Post the good, the bad, the bizarre, just something. I'll get us started...

I get really excited during storms. :boogie

I've been to Poland and Paris, France.

When I was little I thought gnomes put up posters and things inside the computer, and that's how technology worked.

Children are evil. Fact, not opinion. :sus

I enjoy Tolstoy's Earth porn immensely.

Mushrooms are disgusting but very pretty.

I would love to talk to people on here and actually develop real, lasting friendships, but I don't know how to start.

Now, it's your turn! Give us _all_ somewhere to start!


----------



## foreverawkward78 (Dec 21, 2013)

I hate working with the public, but I keep winding up in jobs in customer service. #peoplearestupid

I love animals. They're so much easier to bond with because they're genuine and non-judgmental.

I would love nothing more than to find a job with like-minded people. I'm sick and tired of sticking out like a sore thumb at work.

_Posted via *Topify* on Android_


----------



## Buerhle (Mar 6, 2006)

Like this, maybe later I'll post some stuff.


----------



## Jack Jackson (Dec 16, 2013)

I love football, WWE, reading, playing PS3 and computer games and I'm a little interested in UFC and cars.

I hate schoolwork, arrogant people, Justin Bieber, One Direction and Miley Cyrus.

I live in Malaysia and I've been to Singapore, US, UK, France, Hong Kong and Australia.

My favourite movies are the Hangover, Superbad, 21 Jump Street and the Dark Knight Rises.

I'm pretty lonely so I'd love to chat to people and make a few friends. My conversation skills aren't exactly the greatest so I'd love to meet people who can help me with that. I'm not very picky when it comes to friends so don't be scared of talking to me cuz I'm probably more scared of talking to you XD

Oh yeah I forgot. I'M AWESOMEEEEEE!!!!! ;DDDDDD


----------



## jap (Jul 1, 2013)

I love Autumn. I hate Spring. 

I've been to Amsterdam, Doha Qatar, and Scotland. I previously live in the Philippines but I live in England now.

When I was little, I want to grow up. Now I want to be young again.

I love Drawing, Photography, Cooking and more stuffs.

I can easily start a conversation online. I hate people who can't keep the conversation running. 

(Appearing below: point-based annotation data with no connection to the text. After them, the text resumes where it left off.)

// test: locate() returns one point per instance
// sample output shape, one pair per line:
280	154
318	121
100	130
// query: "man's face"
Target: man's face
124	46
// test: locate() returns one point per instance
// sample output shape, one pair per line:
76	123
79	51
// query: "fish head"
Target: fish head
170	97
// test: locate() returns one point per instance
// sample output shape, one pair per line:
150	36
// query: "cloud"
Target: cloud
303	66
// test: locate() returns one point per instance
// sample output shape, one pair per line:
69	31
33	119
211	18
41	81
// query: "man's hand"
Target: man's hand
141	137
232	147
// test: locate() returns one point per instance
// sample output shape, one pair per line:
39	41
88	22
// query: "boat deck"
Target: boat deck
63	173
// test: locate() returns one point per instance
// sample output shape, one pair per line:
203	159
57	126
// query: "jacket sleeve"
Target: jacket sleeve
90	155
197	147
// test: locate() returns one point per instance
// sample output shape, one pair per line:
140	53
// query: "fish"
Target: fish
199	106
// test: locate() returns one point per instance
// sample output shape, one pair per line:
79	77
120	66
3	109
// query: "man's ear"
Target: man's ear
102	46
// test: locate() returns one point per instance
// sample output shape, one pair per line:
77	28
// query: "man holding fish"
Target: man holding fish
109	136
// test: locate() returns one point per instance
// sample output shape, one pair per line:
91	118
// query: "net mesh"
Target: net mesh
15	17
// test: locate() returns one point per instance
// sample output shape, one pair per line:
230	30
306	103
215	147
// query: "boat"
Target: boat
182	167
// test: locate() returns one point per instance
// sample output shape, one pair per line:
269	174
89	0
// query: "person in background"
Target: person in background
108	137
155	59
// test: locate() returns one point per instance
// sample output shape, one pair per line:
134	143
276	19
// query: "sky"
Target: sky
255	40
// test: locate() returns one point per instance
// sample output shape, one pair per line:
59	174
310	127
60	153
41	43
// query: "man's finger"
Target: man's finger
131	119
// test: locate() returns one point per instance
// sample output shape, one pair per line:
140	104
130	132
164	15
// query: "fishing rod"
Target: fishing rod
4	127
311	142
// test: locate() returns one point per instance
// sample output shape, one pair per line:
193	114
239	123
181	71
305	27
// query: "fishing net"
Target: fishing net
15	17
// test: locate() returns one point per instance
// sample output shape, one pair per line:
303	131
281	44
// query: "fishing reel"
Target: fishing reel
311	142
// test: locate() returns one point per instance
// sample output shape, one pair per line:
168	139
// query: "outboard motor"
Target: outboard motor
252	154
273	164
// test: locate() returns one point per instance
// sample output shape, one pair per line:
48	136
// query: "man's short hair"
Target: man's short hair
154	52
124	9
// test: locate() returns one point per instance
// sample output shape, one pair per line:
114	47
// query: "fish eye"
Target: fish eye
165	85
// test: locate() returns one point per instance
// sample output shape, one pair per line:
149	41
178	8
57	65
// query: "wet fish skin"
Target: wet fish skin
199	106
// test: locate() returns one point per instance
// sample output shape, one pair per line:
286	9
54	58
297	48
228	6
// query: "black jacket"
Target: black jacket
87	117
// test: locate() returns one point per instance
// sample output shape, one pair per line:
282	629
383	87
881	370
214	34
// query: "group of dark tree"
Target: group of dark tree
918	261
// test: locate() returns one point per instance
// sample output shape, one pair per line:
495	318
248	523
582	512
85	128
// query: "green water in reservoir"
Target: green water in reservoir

Oh one more thing. A lot of people I'm cheeky and sarcastic. Hello.


----------



## SpaceRanger (Oct 28, 2012)

I dance like a careless retard to music I like when no one else is around. I could probably see myself also doing this in the company of a close friend.

I'm a Nerdfighter, even though sometimes I do forget to be awesome.

I love typing on a typewriter. Maybe it's the hipster writer in me, but I love the simplicity. There are far fewer distractions - it's all business. 

I can make a galloping horse sound and a really cool moving robot sound with my mouth. Get me drunk enough and I may just provide you with some terrible moves to match. 

I love striped garments. Seriously. You should see my collection of striped socks. And I love cosmic shirts and sweaters. *hippie astronomer voice* We're all, like...one with the universe, man...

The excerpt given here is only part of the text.